Right, this difference is what makes it surprising. One can construct other examples where U[v] are the same, but if you arbitrarily change the edges (the parent references) the results differ (and correctly so).
/ \ / \
1 2 vs 1 2
/ / / \ /
3 4 3 4
Merge(3, 4) is different for these cases, if U != U. But these sorts of transforms are ruled out if the second one is meant to be a "partial" view of the first one.
> What is this merge algorithm? It's not still just talking about
> membership, right?
It's a merge algorithm acting on U[v], which are unordered sets. (As another example: in DVCSs each event v is associated with a directory tree T[v], which git treats as trees of line-by-line files.)
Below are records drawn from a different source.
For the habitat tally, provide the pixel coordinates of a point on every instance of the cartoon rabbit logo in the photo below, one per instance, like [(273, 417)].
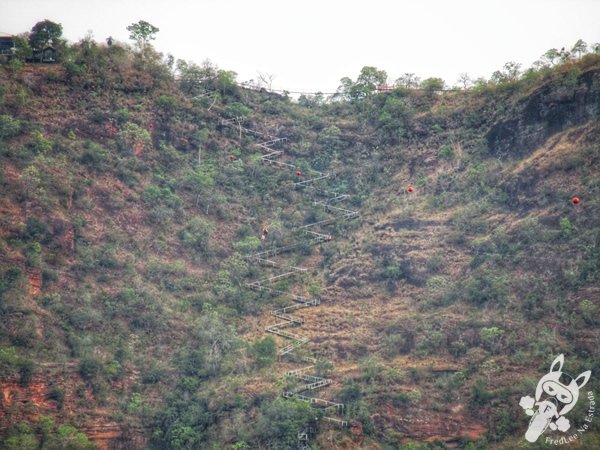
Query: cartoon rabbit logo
[(555, 395)]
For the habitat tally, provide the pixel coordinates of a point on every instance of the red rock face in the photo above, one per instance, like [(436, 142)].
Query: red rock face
[(34, 276), (26, 404)]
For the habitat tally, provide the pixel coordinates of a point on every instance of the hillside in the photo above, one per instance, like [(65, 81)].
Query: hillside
[(128, 206)]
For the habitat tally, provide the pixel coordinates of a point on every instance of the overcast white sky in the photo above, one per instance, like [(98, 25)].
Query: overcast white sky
[(309, 45)]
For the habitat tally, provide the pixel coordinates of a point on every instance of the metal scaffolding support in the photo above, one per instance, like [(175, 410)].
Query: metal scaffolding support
[(307, 382)]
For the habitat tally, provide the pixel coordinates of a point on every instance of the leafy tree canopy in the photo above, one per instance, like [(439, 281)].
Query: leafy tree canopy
[(45, 33), (142, 33)]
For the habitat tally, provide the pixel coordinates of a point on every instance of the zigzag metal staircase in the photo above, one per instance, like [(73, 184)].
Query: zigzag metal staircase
[(327, 200)]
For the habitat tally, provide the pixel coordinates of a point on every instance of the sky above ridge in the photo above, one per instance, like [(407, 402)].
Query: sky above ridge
[(310, 45)]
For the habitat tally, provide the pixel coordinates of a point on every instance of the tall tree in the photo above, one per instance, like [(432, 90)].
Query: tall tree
[(580, 47), (45, 33), (142, 33)]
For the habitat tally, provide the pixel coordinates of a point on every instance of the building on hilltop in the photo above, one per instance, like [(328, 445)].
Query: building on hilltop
[(7, 44)]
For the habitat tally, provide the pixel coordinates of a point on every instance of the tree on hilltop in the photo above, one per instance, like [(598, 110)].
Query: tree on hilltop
[(142, 33)]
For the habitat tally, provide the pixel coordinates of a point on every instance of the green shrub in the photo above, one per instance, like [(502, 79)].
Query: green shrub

> Is there even a global partial order G for typical DVCs for example?
> It's just the local ones that actually exist on disk, right?
Yes, that is G the "full history".
> There are mappings of patches between these local partial orders, but I
> think patches represent different arrows in different local ones.
"Patch" is a secondary concept that's useful in some contexts, but we can ignore it here, and talking about patches confuses the discussion IMO. We only talk about "edges", i.e. parent references. You can construct a patch out of this by calculating diff(e.src, e.dst), but you don't need to do this for every single edge, and the standard Merge algorithm doesn't do this.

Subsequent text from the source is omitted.